Writers On Writing / Understanding short stories with Michelle Cahill


‘Reading a story for discussion helps us to consider and better understand how the writing is working effectively to absorb the reader, to hold their attention and to create a rich reading experience… Reading short fiction by masterful writers can also be inspiring and encourage us to try out their approaches.’


Writers on Writing is our regular conversation with a writer or industry professional about the writing craft, industry insights, and their own practice. This week, we spoke to award-winning author Michelle Cahill about how studying and writing short stories can be a rewarding experience and enhance your fiction writing skills.


Can reading short fiction make you a better writer of fiction?

It depends on whether you are reading for pleasure and enjoyment, or reading with a more critical lens, analysing how the writer is using language elements to create different effects: such as suspense, tone, intimacy, depth of feeling, dystopian alienation or haunting. Reading a story in this way for discussion helps us to consider and better understand how the writing is working effectively to absorb the reader, to hold their attention and to create a rich reading experience. How does the story move through the visual and narrative realms of storytelling to making us consider deeper things? It might be relationships, it might be gender or control or power or loss or trauma, or it might be storytelling itself.

Reading short fiction by masterful writers can also be inspiring and encourage us to try out their approaches.

Your workshop will look at contemporary short stories by SJ Norman and Lauren Groff; what makes these writers stand out to you?

Goff and Norman are both strong, brilliant, award-winning short story writers working at the height of their form and challenging conventional realist tropes. They each have a distinctive style. I’ve chosen them because we can learn so much as writers from their craft. You don’t have to be familiar with their work to participate, in fact this would be a good opportunity to read a sample of their work and extend your repertoire as a reader of contemporary fiction whilst also being a writer.
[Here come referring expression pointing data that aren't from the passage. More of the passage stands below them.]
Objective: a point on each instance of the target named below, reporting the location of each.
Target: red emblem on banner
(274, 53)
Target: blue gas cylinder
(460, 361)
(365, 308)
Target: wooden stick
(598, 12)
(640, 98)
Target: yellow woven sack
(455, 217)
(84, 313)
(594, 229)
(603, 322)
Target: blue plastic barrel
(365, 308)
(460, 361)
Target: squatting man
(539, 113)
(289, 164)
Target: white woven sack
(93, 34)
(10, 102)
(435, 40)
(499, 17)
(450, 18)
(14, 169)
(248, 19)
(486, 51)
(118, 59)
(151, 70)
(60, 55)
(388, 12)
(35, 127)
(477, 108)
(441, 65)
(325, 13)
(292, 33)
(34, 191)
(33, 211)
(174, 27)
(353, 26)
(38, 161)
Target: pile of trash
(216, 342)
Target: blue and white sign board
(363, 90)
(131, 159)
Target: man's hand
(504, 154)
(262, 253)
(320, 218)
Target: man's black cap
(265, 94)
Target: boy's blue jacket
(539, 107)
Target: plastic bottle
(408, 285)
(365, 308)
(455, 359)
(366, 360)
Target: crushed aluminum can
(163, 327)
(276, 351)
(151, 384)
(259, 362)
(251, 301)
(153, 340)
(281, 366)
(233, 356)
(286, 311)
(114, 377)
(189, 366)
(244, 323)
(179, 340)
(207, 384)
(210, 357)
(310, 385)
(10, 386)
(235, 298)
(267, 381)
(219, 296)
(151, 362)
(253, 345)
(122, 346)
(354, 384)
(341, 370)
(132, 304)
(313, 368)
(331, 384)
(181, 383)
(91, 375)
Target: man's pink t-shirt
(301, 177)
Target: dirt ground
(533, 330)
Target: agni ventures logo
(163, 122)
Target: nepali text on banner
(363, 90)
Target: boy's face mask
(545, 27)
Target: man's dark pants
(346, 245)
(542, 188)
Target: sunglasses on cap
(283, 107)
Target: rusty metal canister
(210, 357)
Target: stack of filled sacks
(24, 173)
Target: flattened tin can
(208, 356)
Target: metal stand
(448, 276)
As a group we’ll discuss our responses to reading the texts and then move onto discussing the practicalities and technical aspects of craft that emerge, such as plot, wit, autofiction, opening and closing the story, language elements, tone, and character variants. The skill of interpretation is just one of the basics tools that gives us more confidence with writing prose, whether it is in short or longer form.

Before the workshop, participants will receive readings consisting of a story by each of the writers. SJ Norman is the author of Permafrost and we’ll read the opening story ‘Stepmother’ from his collection. Groff is best known for Florida. A sample of Groff’s work is ‘Ghosts and Empties‘ published in The New Yorker. Both of these collections are very coherent works in which the stories are powerfully effective, lyrical and haunting. Although each story is different, the techniques, themes and craft create resonances for both of these short story collections to work as whole books. This is also something to consider if you are writing a book of short stories.

Does plot matter as much in short fiction as it does in a full-length novel?

It’s a fair assumption that plot matters more for a full-length novel, and on balance this might be reasonable. However, short fiction is quite a demanding form to write, as you want to create action, character, a sense of place, time, and movement, as well as the resolution of all these elements within 5000-10,000 words. Plot is central to this structure being sustained, but of course you can take risks and write in a more oblique style.

Writers can be experimental with novels and short stories and we will discuss this in the workshop, but my advice for writers honing their craft is to master plot. This is a skill that can be developed if you are not a natural ‘storyteller’. It helps to recognise whether your narrative elements or plot elements are weak or ineffectual and how to go about correcting this. It also helps to know what your strengths and weaknesses are as a writer, since you can focus on the weaknesses to improve your story.

How important is workshopping with other writers when developing a story?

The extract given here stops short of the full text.